Inaqovi is a medicine used to treat adults with newly diagnosed acute myeloid leukaemia (AML), a type of cancer affecting the white blood cells. It is used in patients who are not eligible for standard induction chemotherapy (initial treatment with cancer medicines). Inaqovi has been authorised in the EU since September 2023.

It contains the active substances cedazuridine and decitabine and is available as tablets taken by mouth.

The company applied to extend the use of Inaqovi to include the treatment of adult patients with myelodysplastic syndromes (MDS) or chronic myelomonocytic leukaemia (CMML). During the assessment the company withdrew the application for CMML and limited the indication in MDS to use in patients with MDS with a risk score of >3.5 according to the revised international prognostic scoring system (IPSS-R), which indicates a higher risk of developing a more severe form of the disease. 

In the treatment of MDS and CMML, Inaqovi was expected to work in the same way as it does in its existing indication.

The two active substances in Inaqovi, decitabine and cedazuridine, work in different ways. Decitabine is analogous (comparable) to cytidine, a fundamental component of the DNA (genetic material) in cells. In the body, decitabine is incorporated into the DNA where it blocks the activity of enzymes (proteins) called DNA methyltransferases (DNMTs). By blocking DNMTs, decitabine prevents the increase of tumour cells and leads to their death.

Cedazuridine blocks the action of an enzyme which breaks down decitabine in the gut and liver. This prevents the premature breakdown of decitabine when it is given by mouth.

To support its application, the company presented the results of two studies in adults with MDS and CMML. During the first treatment cycle, patients either received Inaqovi tablets once daily for five days or decitabine by infusion (drip) into a vein once daily for five days at the beginning of a 28-day cycle. After the first cycle the treatments were reversed (i.e., the group given Inaqovi received decitabine by infusion, and vice versa). For the third and subsequent cycles, all patients were given Inaqovi.

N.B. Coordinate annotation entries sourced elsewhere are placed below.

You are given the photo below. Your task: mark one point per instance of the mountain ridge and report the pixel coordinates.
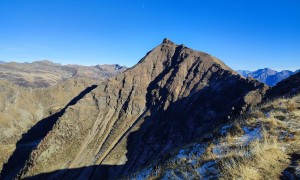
(267, 75)
(169, 98)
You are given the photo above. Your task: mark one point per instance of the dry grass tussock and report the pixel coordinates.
(258, 145)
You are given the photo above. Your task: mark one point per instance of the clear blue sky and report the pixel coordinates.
(245, 34)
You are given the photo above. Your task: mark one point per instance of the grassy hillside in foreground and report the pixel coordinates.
(262, 144)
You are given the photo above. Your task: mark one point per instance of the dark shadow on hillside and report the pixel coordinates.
(184, 121)
(291, 171)
(32, 138)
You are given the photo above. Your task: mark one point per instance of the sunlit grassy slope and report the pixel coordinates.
(261, 144)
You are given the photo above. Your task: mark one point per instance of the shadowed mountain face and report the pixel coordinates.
(45, 73)
(173, 96)
(268, 76)
(21, 108)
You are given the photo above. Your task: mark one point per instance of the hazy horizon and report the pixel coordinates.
(246, 35)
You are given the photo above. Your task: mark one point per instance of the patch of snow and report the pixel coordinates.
(187, 153)
(208, 170)
(250, 135)
(224, 129)
(144, 174)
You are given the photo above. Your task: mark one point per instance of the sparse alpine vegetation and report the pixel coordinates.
(261, 144)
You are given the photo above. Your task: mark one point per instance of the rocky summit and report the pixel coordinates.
(172, 97)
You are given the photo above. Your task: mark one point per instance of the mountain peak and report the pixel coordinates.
(167, 41)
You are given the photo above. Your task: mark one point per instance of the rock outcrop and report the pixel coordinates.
(173, 96)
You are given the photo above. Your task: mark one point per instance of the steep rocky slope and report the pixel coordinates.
(21, 108)
(263, 143)
(267, 75)
(46, 73)
(173, 96)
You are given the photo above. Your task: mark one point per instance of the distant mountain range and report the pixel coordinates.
(267, 75)
(46, 73)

The studies measured the proportion of patients with a complete response (few abnormal cells in the bone marrow and normal levels of blood cells in the bloodstream).

The application was withdrawn after the European Medicines Agency had evaluated the initial information from the company and had prepared questions for the company. The company requested the withdrawal of the CMML indication and addressed the questions on MDS. After the Agency had assessed the company’s responses to the last round of questions on MDS there were still some unresolved issues and the company withdrew the application for MDS.

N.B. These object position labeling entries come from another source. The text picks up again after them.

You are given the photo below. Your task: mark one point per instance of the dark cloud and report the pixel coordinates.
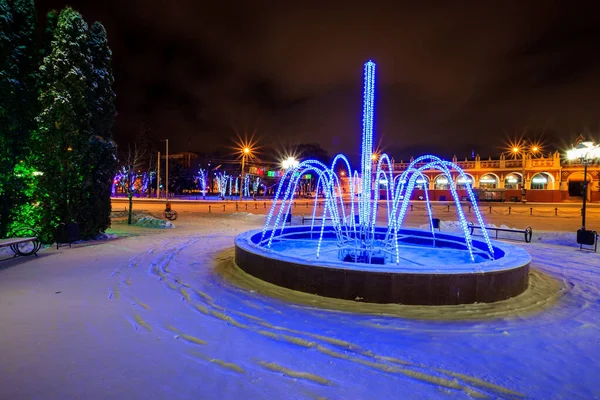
(450, 78)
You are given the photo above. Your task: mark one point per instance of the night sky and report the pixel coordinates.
(450, 79)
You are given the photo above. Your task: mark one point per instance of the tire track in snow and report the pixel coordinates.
(470, 385)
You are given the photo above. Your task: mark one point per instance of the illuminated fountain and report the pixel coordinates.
(356, 248)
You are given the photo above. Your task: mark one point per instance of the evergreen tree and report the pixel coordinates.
(18, 102)
(51, 21)
(62, 140)
(6, 159)
(102, 112)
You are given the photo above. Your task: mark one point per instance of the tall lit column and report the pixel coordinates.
(367, 144)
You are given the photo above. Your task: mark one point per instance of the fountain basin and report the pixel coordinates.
(426, 275)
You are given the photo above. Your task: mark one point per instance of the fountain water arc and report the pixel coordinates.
(357, 247)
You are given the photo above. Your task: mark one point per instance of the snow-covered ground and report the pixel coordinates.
(165, 314)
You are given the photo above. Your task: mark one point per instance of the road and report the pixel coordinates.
(540, 216)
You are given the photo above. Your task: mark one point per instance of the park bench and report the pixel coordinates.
(25, 245)
(527, 232)
(588, 238)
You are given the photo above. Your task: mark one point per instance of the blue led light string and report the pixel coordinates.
(367, 145)
(443, 166)
(480, 221)
(274, 204)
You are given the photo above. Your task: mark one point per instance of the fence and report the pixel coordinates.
(469, 209)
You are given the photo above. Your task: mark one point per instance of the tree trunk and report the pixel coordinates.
(130, 209)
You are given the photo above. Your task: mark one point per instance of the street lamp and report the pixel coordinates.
(523, 150)
(167, 170)
(246, 151)
(587, 153)
(289, 162)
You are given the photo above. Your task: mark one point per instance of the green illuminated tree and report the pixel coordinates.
(18, 102)
(62, 141)
(102, 116)
(51, 21)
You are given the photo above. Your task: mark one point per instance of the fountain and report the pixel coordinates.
(346, 252)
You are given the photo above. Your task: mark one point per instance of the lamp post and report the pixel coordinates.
(290, 162)
(524, 152)
(587, 153)
(167, 170)
(246, 151)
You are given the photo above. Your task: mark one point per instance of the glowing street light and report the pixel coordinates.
(586, 153)
(289, 162)
(246, 151)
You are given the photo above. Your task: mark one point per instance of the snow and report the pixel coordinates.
(157, 314)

Based on the review of the data and the company’s response to the Agency’s questions, at the time of the withdrawal of the applications, the Agency had some concerns, and its provisional opinion was that Inaqovi could not have been authorised for the treatment of CMML or MDS.

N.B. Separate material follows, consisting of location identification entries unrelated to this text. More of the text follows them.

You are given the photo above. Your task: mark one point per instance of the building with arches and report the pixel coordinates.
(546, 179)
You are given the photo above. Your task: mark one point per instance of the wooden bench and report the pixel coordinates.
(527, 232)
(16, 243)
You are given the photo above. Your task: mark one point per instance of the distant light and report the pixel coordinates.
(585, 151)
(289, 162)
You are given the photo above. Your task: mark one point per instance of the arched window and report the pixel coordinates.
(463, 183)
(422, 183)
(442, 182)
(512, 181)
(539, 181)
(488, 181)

The Agency had concerns relating to the clinical benefit and whether this had been sufficiently established in the proposed indication. Therefore, at the time of the withdrawal, the Agency’s opinion was that the benefits of Inaqovi in the treatment of CMML or MDS did not outweigh its risks.

In its letter notifying the Agency of the withdrawal of the application for CMML, the company stated that it did not seek to pursue the CMML indication and revised the myelodysplastic syndrome (MDS) indication to higher-risk MDS.

In its letter notifying the Agency of the withdrawal of the application for MDS, the company stated that it cannot address the major objection from the agency at this point in time. 

The company informed the Agency that there are no consequences for patients in clinical trials using Inaqovi.

If you are in a clinical trial and need more information about your treatment, speak with your clinical trial doctor.

Inaqovi continues to be authorised in adults with newly diagnosed AML.